With the last Asian team eliminated, the Women’s World Cup will have a record seven European teams in the quarterfinals. Norway and England meet in Le Havre on Thursday and France takes on the United States the following night. After the Netherlands plays Italy on Saturday, Germany and Sweden will meet.
“It’s really tough to be here,” Netherlands forward Miedema said. “Sometimes it kind of feels like a Euros.”
That is a title already won by this team, thanks to Miedema’s goals in the final two years ago on home soil.
The fans won’t have far to travel for the World Cup quarterfinal, with Valenciennes around two hours’ drive from the Netherlands.
It will be another chance for the orange-clad fans who danced and sang their way in a convoy to the stadium on Tuesday to stamp their mark on this tournament.
They were certainly given a game to savor, and an audacious opening goal.
Martens flicked in the opener after evading her marker to meet a corner and send the ball through the legs of Yuika Sugasawa into the net.
Sugasawa had a quick chance to tie, only to hit the post. But Japan did equalize by completing an intricate move.
Hina Sugita squared across the penalty area to Yuika Sugasawa, who passed back to Mana Iwabuchi on the edge of the penalty area.
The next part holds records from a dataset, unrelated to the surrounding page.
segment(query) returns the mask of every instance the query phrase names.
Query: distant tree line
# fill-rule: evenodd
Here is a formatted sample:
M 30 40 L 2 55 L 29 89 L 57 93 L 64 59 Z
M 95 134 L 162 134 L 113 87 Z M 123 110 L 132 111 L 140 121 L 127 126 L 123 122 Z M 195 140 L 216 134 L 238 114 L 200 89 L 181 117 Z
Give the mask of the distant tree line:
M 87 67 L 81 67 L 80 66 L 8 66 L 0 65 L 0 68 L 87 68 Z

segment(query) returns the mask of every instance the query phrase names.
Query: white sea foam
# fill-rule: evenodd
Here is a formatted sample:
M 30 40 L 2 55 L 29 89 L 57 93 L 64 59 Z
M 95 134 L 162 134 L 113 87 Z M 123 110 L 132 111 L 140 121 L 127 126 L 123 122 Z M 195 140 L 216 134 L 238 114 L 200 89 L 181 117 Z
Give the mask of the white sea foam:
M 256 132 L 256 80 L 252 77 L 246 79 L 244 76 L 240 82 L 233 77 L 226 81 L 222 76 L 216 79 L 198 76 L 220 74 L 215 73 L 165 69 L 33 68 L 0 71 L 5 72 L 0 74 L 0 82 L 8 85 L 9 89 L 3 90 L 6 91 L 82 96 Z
After holding off Jackie Groenen on the turn, Iwabuchi slipped the ball through to Hasegawa, who was free to delicately dink a shot over Van Veenendaal into the corner of the net.
It was some way to make the most of a first shot on target for a team that failed to score in two of its three group stage games.
But parity nearly didn’t last long.
Miedema received the ball from Shanice van de Sanden but with only Ayaka Yamashita to beat struck straight at the Japan goalkeeper.
Van Veenendaal came to the rescue of the Dutch in the second half by denying Emi Nakajima as Japan chased the winner.
“Japan is a world class team and you saw that today,” Miedema said. “In the second half you can see they have loads of quality on the pitch.”